In general, the severity of the bone mineralization defect correlates inversely with the prevailing serum Pi concentration. Relatives of patients with evident HHRH may exhibit an additional mode of disease expression (106). These subjects manifest hypercalciuria and hypophosphatemia, but the abnormalities are less marked and occur in the absence of discernible bone disease, which would suggest a mild phenotype in the heterozygous state with certain mutations.

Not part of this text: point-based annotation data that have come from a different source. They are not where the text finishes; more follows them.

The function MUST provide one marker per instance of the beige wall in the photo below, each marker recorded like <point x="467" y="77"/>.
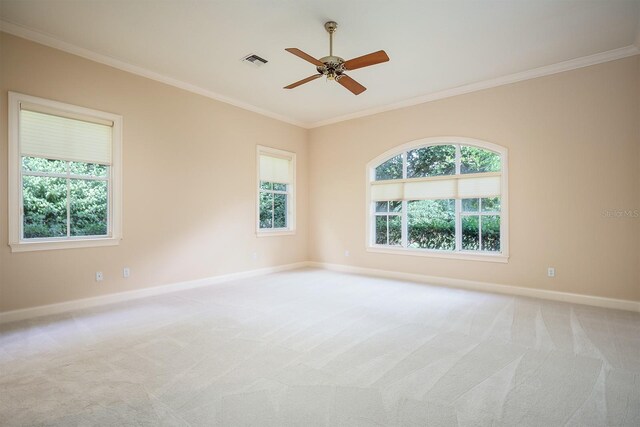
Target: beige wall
<point x="574" y="152"/>
<point x="189" y="183"/>
<point x="574" y="145"/>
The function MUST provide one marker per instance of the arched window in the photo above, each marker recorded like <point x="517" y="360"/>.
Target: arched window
<point x="443" y="197"/>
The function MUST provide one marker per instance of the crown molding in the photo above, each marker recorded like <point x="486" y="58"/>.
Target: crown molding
<point x="559" y="67"/>
<point x="547" y="70"/>
<point x="47" y="40"/>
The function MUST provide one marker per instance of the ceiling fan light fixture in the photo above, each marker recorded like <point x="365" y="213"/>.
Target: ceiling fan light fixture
<point x="333" y="67"/>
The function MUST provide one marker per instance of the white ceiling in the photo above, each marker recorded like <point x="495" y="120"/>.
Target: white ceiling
<point x="434" y="46"/>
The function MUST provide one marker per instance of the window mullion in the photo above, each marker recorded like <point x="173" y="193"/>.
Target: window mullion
<point x="458" y="214"/>
<point x="68" y="199"/>
<point x="273" y="210"/>
<point x="405" y="225"/>
<point x="458" y="204"/>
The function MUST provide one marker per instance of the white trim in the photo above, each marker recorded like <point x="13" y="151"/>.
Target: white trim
<point x="291" y="192"/>
<point x="572" y="64"/>
<point x="63" y="307"/>
<point x="502" y="256"/>
<point x="50" y="41"/>
<point x="70" y="243"/>
<point x="16" y="242"/>
<point x="618" y="304"/>
<point x="469" y="256"/>
<point x="637" y="44"/>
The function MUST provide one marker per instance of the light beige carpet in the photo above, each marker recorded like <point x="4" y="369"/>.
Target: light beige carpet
<point x="312" y="347"/>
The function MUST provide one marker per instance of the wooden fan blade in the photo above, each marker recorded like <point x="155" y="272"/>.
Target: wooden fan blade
<point x="366" y="60"/>
<point x="303" y="81"/>
<point x="305" y="56"/>
<point x="352" y="85"/>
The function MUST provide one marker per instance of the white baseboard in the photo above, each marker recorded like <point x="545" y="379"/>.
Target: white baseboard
<point x="486" y="287"/>
<point x="44" y="310"/>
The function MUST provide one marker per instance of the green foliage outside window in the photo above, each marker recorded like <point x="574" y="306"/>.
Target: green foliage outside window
<point x="44" y="199"/>
<point x="273" y="205"/>
<point x="432" y="224"/>
<point x="431" y="161"/>
<point x="391" y="169"/>
<point x="477" y="160"/>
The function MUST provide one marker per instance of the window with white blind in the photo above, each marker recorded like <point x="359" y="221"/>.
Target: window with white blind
<point x="276" y="195"/>
<point x="441" y="197"/>
<point x="64" y="172"/>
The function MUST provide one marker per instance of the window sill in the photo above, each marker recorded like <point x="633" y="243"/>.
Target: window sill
<point x="501" y="258"/>
<point x="265" y="233"/>
<point x="63" y="244"/>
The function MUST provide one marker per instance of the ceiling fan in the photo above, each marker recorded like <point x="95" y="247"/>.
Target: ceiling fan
<point x="333" y="67"/>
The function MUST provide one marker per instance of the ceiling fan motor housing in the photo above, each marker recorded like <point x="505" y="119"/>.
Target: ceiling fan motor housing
<point x="333" y="66"/>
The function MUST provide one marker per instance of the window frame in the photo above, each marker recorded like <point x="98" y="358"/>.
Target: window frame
<point x="114" y="186"/>
<point x="371" y="246"/>
<point x="291" y="193"/>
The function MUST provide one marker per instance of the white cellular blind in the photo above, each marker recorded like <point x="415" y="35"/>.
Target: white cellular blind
<point x="63" y="138"/>
<point x="455" y="187"/>
<point x="275" y="169"/>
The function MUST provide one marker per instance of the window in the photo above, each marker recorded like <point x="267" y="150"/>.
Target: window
<point x="64" y="171"/>
<point x="442" y="197"/>
<point x="276" y="201"/>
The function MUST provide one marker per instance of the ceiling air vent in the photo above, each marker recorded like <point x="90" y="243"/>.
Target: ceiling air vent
<point x="255" y="60"/>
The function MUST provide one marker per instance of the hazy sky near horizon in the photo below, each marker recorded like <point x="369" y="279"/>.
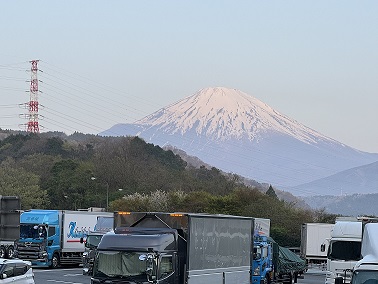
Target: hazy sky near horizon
<point x="108" y="62"/>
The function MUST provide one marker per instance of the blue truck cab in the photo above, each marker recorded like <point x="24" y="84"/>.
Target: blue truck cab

After mutations in the candidate NPT2 gene encoding Na-Pi2a transporters, were excluded as causal to HHRH, the mutated gene in HHRH was identified as one of the lesser abundant renal tubular Na-Pi cotransporters, Na-Pi2c (30, 107). As would be predicted by the isolated loss of function of a Pi transporter, reduced serum Pi and increased renal Pi losses occur. However unlike the findings in XLH, Pi wasting does not coexist with limitations in 1,25(OH)2D production, and the system retains its capacity to increase 1,25(OH)2D levels in response to the ambient hypophosphatemia.
Patients with HHRH have been treated successfully with high-dose phosphorus (1 to 2.5 g/day in five divided doses) alone. In response to therapy, bone pain disappears and muscular strength improves substantially. Moreover, the majority of treated subjects exhibit accelerated linear growth, and radiologic signs of rickets are completely absent within several months. Despite this favorable response, limited studies indicate that such treatment does not completely heal the associated osteomalacia. Therefore, further studies are necessary to determine if phosphorus alone is truly sufficient for this disorder.